Roughly one-third of those older adults — 27 million — will earn less than 80 percent of the area median income by 2035, up from 15 million in 2015. The number of elderly renters earning 50 percent or less of the area median income, the threshold at which persons age 62 and above are generally eligible for federal rental assistance, will grow to 7.6 million.
But there are not likely to be enough affordable places in which to live for these seniors.
Nearly all the affordable seniors housing built or renovated in 2018 will be dependent on financing from the LIHTC program. Since Congress created the LIHTC program in 1986, it has financed more than 3 million units of affordable rental housing.
The U.S. Department of Housing and Urban Development’s Section 202 program can also help generate new affordable housing for seniors, but it has been hobbled by funding cuts.
For example, the program recently received an infusion of $10 million from Congress. That’s a tiny amount of money, just enough to keep the program from closing down altogether. With typical development costs of several hundred thousand dollars per unit, the funding would only pay for a few dozen new senior apartments.

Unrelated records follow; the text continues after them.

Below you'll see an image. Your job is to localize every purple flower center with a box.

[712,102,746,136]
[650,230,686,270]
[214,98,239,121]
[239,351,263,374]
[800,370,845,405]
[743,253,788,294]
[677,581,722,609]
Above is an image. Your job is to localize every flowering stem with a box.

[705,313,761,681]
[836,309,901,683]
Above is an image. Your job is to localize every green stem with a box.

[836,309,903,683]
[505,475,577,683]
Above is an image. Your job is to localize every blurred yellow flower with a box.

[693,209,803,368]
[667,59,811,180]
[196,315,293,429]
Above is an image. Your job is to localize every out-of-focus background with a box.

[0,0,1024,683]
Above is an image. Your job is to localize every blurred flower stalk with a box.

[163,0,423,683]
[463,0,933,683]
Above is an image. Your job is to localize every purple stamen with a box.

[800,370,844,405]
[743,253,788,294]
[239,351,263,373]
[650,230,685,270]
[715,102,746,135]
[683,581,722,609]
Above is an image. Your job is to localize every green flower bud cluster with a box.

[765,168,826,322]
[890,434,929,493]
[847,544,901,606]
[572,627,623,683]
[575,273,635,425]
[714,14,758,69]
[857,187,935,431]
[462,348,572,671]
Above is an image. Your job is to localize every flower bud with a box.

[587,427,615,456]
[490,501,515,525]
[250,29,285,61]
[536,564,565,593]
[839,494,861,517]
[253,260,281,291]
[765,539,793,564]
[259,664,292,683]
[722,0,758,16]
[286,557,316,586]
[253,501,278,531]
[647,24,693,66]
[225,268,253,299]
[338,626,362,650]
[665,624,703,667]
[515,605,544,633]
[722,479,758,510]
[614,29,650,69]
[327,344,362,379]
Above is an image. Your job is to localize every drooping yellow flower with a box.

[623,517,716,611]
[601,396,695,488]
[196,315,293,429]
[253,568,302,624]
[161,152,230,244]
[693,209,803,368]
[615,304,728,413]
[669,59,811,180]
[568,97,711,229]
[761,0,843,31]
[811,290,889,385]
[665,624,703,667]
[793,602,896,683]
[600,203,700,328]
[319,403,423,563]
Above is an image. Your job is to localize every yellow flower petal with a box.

Other affordable housing properties were once built with financing from now-defunct HUD programs like Section 8 and Section 236. HUD’s aging buildings total roughly 5 million affordable apartments, including about 1.4 million reserved for low-income seniors.
“Today, we only serve one-third of those who qualify for assistance,” says Jennifer Molinsky, a senior research associate at the Harvard Joint Center for Housing and lead author of Projections and Implications for Housing a Growing Population: Older Households 2015-2035. That means millions of low-income seniors struggle to pay for their housing without help.
“There’s been a significant increase in the number of senior households that pay more than half of their income for rent,” says Linda Couch, vice president for housing policy for LeadingAge, a nonprofit seniors housing organization based in Washington, D.C. that focuses on education, advocacy and applied research in the aging services field.
The burden of housing costs often forces seniors, particularly those with low incomes, to cut back on other basic necessities. “The seniors who have the worst-case housing needs are spending much less… on food, transportation and medicine,” says Couch.
Very low-income seniors who pay more than half of their income on rental housing spend one-third less on food compared with seniors who live in more affordable housing. They also spend half as much on medicine and cut their spending on transportation by more than half, according to the Harvard Joint Center for Housing.